CVE-2024-13512 identifies a Cross-Site Request Forgery (CSRF) vulnerability in the Wonder FontAwesome plugin for WordPress, maintained by edigermatthew. This vulnerability exists in all versions up to and including 0.8 due to missing or incorrect nonce validation on one of the plugin's functions. Nonces in WordPress are security tokens used to verify that requests are intentional and originate from legitimate users. The absence or improper implementation of nonce checks allows an attacker to craft malicious requests that, if executed by an authenticated administrator (via clicking a link or visiting a malicious page), can update plugin settings or inject malicious web scripts. This can lead to unauthorized changes in site configuration and potential cross-site scripting (XSS) attacks, compromising site confidentiality and integrity. The vulnerability requires no prior authentication but does require user interaction (an admin clicking a malicious link). The CVSS 3.1 vector (AV:N/AC:L/PR:N/UI:R/S:C/C:L/I:L/A:N) indicates network attack vector, low attack complexity, no privileges required, user interaction required, scope changed, and low impact on confidentiality and integrity with no impact on availability. No patches or fixes are currently linked, and no known exploits have been reported in the wild. The vulnerability was published on January 30, 2025, and assigned by Wordfence. Given the plugin's integration with WordPress, a widely used CMS, this vulnerability poses a moderate risk to affected sites.

The primary impact of this vulnerability is unauthorized modification of plugin settings and potential injection of malicious scripts, which can lead to compromised site integrity and confidentiality. Attackers can leverage this to conduct further attacks such as persistent cross-site scripting (XSS), potentially stealing sensitive user data or hijacking administrator sessions. Although availability is not directly affected, the integrity and confidentiality breaches can damage organizational reputation and user trust. Since the exploit requires an administrator to interact with a malicious link, social engineering is a key component, increasing the risk for organizations with less security-aware administrators. The vulnerability affects all sites using the Wonder FontAwesome plugin up to version 0.8, which could be widespread given WordPress's global popularity.
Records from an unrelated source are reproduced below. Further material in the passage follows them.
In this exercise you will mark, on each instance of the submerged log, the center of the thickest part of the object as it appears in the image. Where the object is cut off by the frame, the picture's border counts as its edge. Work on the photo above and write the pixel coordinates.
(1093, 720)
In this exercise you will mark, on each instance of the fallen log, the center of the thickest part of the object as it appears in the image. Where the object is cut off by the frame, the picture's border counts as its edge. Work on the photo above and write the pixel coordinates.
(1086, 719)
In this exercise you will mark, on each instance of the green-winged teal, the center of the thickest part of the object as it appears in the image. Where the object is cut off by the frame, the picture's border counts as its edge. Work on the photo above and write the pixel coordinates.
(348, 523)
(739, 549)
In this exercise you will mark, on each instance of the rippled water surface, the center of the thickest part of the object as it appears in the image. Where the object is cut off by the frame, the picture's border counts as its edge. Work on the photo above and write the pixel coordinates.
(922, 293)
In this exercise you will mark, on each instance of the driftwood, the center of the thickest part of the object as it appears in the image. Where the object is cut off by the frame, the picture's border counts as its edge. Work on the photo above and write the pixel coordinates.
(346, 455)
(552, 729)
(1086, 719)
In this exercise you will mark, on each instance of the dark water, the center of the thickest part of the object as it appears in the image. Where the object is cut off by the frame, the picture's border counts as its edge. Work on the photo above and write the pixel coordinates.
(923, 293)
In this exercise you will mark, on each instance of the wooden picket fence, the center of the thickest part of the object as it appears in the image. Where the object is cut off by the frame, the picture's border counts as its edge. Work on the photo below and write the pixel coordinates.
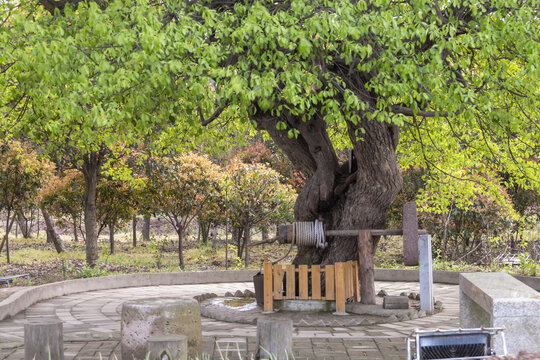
(340, 280)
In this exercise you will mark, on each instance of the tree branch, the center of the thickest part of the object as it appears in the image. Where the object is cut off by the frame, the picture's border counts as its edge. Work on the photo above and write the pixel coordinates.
(396, 109)
(212, 117)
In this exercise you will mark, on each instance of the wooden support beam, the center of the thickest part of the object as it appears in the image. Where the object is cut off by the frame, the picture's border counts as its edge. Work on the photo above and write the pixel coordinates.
(278, 282)
(302, 282)
(329, 282)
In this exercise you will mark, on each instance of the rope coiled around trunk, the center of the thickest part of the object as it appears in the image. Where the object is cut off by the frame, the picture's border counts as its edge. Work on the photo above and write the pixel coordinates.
(307, 233)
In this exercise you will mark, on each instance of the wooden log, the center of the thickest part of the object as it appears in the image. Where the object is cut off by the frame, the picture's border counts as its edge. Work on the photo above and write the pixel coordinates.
(303, 282)
(278, 282)
(274, 339)
(170, 347)
(366, 268)
(329, 282)
(374, 232)
(291, 282)
(410, 234)
(340, 287)
(395, 302)
(316, 282)
(268, 295)
(43, 340)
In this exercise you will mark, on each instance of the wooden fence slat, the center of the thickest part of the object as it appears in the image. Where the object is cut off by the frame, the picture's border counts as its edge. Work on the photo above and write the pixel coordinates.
(340, 287)
(329, 282)
(278, 282)
(316, 282)
(291, 286)
(268, 296)
(355, 282)
(303, 282)
(346, 277)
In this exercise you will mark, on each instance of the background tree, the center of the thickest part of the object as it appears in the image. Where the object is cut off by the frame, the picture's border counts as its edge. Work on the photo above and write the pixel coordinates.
(63, 197)
(116, 202)
(95, 92)
(22, 173)
(255, 196)
(448, 85)
(182, 187)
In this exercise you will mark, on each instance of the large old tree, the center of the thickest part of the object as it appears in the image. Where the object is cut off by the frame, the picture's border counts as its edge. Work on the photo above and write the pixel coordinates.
(451, 86)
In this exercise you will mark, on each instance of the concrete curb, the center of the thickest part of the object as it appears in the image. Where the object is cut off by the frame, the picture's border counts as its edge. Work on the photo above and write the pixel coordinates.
(23, 299)
(440, 276)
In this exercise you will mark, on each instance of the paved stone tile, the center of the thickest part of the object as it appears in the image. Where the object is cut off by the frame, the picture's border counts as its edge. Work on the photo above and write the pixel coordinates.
(92, 326)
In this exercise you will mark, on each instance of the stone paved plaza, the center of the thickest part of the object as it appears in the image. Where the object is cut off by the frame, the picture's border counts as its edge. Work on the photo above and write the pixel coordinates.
(92, 326)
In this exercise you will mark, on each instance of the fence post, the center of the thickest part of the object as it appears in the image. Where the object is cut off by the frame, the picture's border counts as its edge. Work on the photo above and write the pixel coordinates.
(340, 288)
(268, 295)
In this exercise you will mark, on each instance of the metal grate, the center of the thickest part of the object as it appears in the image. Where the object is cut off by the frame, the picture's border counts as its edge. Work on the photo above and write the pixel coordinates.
(452, 344)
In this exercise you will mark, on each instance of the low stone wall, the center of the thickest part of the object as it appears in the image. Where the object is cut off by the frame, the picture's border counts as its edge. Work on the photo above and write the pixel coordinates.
(441, 277)
(23, 299)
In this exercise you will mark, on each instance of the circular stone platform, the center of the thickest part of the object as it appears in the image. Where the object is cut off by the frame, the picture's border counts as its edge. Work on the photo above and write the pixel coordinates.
(245, 311)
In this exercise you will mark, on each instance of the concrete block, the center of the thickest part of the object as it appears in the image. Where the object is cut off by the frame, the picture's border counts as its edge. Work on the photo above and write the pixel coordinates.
(425, 273)
(395, 302)
(496, 300)
(410, 234)
(164, 316)
(274, 339)
(43, 340)
(167, 347)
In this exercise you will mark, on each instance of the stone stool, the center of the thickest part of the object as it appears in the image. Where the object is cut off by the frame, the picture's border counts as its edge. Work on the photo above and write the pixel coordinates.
(159, 316)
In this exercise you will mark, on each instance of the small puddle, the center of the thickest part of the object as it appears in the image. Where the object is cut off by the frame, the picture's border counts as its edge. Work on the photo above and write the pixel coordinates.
(236, 303)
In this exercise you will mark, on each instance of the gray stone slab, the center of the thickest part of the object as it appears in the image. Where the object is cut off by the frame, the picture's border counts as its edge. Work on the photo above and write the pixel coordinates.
(499, 300)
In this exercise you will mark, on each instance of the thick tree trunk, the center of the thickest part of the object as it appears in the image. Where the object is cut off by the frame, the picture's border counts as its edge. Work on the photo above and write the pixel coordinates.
(341, 198)
(146, 228)
(23, 225)
(247, 238)
(91, 166)
(75, 232)
(180, 232)
(52, 235)
(9, 224)
(111, 237)
(264, 234)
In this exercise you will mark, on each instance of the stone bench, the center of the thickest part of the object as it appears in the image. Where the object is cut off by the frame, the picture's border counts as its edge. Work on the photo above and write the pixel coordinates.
(497, 300)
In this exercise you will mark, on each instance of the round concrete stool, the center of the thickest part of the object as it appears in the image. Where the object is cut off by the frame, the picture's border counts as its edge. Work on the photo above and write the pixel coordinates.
(159, 316)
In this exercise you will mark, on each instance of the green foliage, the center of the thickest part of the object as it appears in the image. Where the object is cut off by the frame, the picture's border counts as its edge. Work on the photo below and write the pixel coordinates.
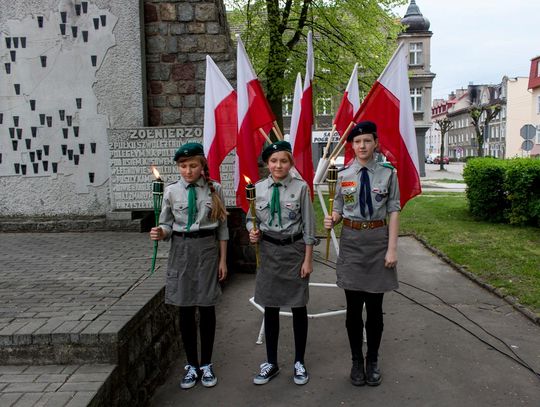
(523, 186)
(504, 190)
(485, 188)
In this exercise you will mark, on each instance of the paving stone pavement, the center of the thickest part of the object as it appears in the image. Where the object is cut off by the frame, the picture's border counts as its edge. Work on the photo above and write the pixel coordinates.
(63, 297)
(51, 385)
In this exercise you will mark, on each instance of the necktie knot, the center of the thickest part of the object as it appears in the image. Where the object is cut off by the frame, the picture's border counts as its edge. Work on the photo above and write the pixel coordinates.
(365, 193)
(275, 207)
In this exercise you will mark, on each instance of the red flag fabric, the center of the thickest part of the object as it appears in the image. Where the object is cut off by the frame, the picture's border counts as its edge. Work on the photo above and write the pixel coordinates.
(254, 113)
(301, 140)
(220, 118)
(350, 103)
(388, 104)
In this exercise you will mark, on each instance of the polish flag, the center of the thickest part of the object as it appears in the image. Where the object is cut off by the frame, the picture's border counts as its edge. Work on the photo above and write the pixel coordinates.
(301, 137)
(220, 118)
(388, 104)
(350, 103)
(254, 113)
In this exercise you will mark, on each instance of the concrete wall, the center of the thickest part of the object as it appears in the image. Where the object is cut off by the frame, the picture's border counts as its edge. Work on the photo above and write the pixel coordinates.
(518, 113)
(74, 70)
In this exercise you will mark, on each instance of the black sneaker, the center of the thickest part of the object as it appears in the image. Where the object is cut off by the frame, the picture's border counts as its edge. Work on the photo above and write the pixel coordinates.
(268, 372)
(373, 374)
(358, 377)
(208, 378)
(301, 376)
(190, 378)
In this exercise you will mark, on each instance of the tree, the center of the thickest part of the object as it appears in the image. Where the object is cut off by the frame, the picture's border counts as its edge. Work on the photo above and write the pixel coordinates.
(344, 32)
(445, 125)
(481, 116)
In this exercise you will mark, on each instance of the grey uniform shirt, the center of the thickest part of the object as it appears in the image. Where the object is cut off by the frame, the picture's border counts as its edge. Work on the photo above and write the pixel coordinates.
(297, 214)
(174, 210)
(384, 191)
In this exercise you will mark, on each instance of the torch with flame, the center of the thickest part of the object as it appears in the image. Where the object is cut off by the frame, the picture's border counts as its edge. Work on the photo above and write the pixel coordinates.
(251, 196)
(331, 179)
(157, 195)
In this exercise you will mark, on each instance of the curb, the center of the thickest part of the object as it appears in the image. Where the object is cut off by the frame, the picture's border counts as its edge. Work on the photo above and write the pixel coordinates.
(529, 314)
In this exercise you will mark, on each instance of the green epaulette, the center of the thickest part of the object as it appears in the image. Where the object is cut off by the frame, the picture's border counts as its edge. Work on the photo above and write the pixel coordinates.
(387, 165)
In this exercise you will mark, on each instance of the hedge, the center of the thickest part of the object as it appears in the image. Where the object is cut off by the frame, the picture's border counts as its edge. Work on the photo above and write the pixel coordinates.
(504, 190)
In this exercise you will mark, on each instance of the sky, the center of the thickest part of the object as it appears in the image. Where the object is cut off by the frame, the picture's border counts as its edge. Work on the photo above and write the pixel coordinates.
(479, 41)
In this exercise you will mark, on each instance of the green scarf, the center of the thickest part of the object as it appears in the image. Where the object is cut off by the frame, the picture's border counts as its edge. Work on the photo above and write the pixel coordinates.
(192, 205)
(275, 207)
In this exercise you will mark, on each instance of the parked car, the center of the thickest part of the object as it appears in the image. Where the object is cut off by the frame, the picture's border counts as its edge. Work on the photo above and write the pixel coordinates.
(437, 160)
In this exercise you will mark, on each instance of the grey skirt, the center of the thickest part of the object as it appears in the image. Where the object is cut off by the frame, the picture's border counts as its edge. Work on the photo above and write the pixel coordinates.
(278, 282)
(192, 272)
(360, 264)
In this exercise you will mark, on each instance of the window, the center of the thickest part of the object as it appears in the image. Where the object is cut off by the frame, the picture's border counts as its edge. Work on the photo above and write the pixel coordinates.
(287, 105)
(324, 105)
(416, 99)
(415, 53)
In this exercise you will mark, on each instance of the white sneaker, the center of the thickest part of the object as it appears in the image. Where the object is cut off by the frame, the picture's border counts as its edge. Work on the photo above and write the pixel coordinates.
(268, 372)
(301, 375)
(190, 378)
(208, 378)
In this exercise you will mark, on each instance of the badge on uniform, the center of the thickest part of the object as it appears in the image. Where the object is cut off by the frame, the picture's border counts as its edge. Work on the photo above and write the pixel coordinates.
(349, 199)
(380, 194)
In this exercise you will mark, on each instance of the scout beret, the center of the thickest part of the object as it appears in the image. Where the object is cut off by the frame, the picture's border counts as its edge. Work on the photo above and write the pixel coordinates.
(365, 127)
(281, 145)
(189, 150)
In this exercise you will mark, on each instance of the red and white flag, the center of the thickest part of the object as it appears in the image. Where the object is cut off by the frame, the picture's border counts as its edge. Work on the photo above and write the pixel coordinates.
(301, 138)
(350, 103)
(254, 113)
(220, 118)
(388, 104)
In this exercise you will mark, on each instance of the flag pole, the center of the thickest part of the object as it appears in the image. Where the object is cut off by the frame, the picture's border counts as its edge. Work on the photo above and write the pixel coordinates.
(329, 141)
(265, 135)
(342, 141)
(277, 130)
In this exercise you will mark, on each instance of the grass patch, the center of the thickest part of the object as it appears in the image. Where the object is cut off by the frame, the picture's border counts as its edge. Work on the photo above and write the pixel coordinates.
(446, 180)
(505, 256)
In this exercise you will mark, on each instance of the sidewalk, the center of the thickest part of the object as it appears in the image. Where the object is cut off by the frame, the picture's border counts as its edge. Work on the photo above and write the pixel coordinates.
(434, 352)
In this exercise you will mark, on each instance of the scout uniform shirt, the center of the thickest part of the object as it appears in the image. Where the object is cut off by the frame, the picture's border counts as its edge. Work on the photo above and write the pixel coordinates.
(384, 191)
(174, 213)
(296, 209)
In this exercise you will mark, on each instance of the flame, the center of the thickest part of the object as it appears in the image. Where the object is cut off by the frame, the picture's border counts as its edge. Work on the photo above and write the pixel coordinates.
(155, 172)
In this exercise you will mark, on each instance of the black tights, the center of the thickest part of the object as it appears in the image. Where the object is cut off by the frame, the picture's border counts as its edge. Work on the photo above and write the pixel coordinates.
(271, 329)
(188, 329)
(355, 324)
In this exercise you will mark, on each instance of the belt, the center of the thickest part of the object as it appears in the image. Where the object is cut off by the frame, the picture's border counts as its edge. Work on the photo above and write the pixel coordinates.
(283, 242)
(364, 224)
(195, 235)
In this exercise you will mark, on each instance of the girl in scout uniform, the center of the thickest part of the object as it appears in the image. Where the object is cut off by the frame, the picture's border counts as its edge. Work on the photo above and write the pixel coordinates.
(286, 232)
(367, 200)
(194, 217)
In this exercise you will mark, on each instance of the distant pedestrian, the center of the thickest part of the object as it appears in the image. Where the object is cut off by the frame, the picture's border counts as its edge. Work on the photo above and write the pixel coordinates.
(367, 200)
(286, 232)
(194, 217)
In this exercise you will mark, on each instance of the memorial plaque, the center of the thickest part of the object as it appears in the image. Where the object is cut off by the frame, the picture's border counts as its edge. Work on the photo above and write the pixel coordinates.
(133, 151)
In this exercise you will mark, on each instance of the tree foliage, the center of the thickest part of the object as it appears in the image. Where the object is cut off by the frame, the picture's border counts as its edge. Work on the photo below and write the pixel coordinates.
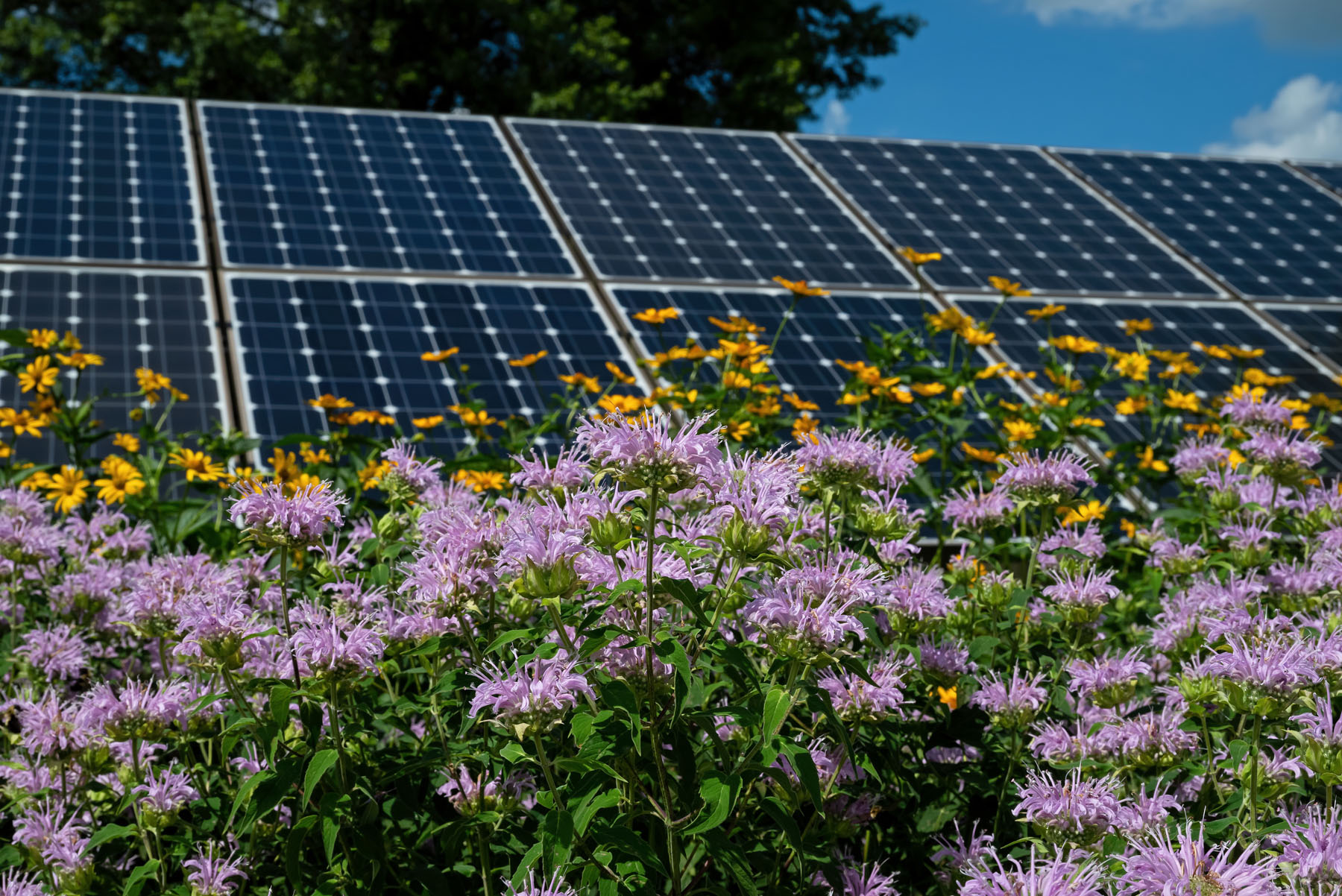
(749, 63)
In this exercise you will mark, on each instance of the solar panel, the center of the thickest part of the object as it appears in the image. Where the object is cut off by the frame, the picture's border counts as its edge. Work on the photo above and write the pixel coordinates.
(699, 206)
(362, 338)
(336, 188)
(1264, 231)
(163, 321)
(1174, 327)
(999, 211)
(97, 179)
(1330, 174)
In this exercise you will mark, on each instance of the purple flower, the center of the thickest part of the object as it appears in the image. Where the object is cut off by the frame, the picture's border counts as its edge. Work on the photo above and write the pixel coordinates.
(1109, 681)
(214, 874)
(552, 887)
(976, 510)
(1068, 810)
(409, 476)
(1053, 479)
(565, 474)
(164, 795)
(858, 701)
(55, 652)
(1013, 701)
(333, 647)
(297, 521)
(857, 461)
(1042, 877)
(536, 696)
(497, 795)
(643, 452)
(1164, 867)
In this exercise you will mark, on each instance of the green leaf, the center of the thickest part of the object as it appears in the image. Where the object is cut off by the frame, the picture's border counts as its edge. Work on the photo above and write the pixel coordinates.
(719, 793)
(317, 769)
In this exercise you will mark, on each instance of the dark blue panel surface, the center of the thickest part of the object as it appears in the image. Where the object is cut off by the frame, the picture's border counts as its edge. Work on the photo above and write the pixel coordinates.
(344, 189)
(999, 212)
(157, 321)
(1263, 230)
(362, 340)
(95, 179)
(699, 206)
(1177, 326)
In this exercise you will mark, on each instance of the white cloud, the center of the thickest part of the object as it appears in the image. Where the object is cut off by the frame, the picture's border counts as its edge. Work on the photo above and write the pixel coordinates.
(835, 120)
(1302, 122)
(1314, 22)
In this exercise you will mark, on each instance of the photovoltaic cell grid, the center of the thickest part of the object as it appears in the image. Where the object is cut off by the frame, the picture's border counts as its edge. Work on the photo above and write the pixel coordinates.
(999, 211)
(312, 188)
(1263, 230)
(699, 206)
(159, 321)
(97, 179)
(825, 329)
(1177, 325)
(362, 338)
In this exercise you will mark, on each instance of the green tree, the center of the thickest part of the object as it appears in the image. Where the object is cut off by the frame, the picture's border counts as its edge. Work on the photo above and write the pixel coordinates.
(745, 63)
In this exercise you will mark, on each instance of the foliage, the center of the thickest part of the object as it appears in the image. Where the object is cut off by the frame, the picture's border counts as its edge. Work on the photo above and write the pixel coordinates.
(672, 659)
(755, 65)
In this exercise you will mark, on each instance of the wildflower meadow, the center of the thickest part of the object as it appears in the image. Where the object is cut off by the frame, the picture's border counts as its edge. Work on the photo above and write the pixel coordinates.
(939, 634)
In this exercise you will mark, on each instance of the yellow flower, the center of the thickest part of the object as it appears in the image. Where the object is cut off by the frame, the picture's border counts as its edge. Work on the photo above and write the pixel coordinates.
(738, 429)
(67, 488)
(329, 401)
(798, 287)
(803, 427)
(479, 479)
(528, 360)
(42, 338)
(1133, 404)
(1047, 312)
(40, 376)
(198, 464)
(981, 455)
(1019, 429)
(1073, 515)
(1133, 365)
(81, 360)
(473, 417)
(617, 372)
(919, 259)
(658, 315)
(22, 421)
(1006, 286)
(121, 478)
(1074, 344)
(1147, 461)
(1181, 400)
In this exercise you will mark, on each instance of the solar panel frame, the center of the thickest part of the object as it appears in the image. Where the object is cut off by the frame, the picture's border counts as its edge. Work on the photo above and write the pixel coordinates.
(902, 280)
(192, 183)
(503, 145)
(1209, 266)
(208, 321)
(1120, 216)
(248, 407)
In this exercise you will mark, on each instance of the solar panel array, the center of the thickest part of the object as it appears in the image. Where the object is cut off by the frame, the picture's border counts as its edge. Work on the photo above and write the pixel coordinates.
(347, 243)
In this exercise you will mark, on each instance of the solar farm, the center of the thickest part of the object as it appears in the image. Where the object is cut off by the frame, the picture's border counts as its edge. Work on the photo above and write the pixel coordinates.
(266, 255)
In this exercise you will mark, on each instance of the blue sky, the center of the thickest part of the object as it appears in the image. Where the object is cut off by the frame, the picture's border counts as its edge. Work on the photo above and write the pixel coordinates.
(1253, 77)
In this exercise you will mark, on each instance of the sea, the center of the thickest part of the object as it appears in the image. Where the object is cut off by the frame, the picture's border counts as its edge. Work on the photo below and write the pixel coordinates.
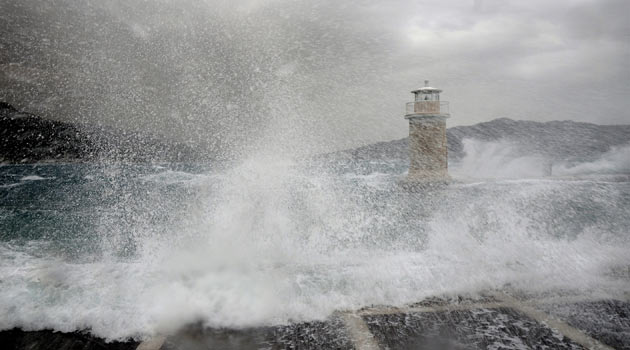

Organizations relying on this plugin for site aesthetics or functionality may face increased risk of targeted attacks, especially if they do not implement additional security controls or timely updates.

1. Immediately update the Wonder FontAwesome plugin to a version that includes proper nonce validation once available. 2. If no patch is available, implement manual nonce checks in the plugin code to validate all state-changing requests. 3. Educate site administrators about the risks of clicking unknown or suspicious links, especially when logged into administrative accounts. 4. Employ Web Application Firewalls (WAFs) with rules to detect and block CSRF attack patterns targeting WordPress plugins. 5. Restrict administrative access to trusted IP addresses or use multi-factor authentication to reduce the risk of compromised admin sessions. 6. Regularly audit plugin settings and site content for unauthorized changes or injected scripts. 7. Consider disabling or removing the Wonder FontAwesome plugin if it is not essential to reduce the attack surface. 8. Monitor security advisories from the plugin vendor and WordPress security teams for updates or patches.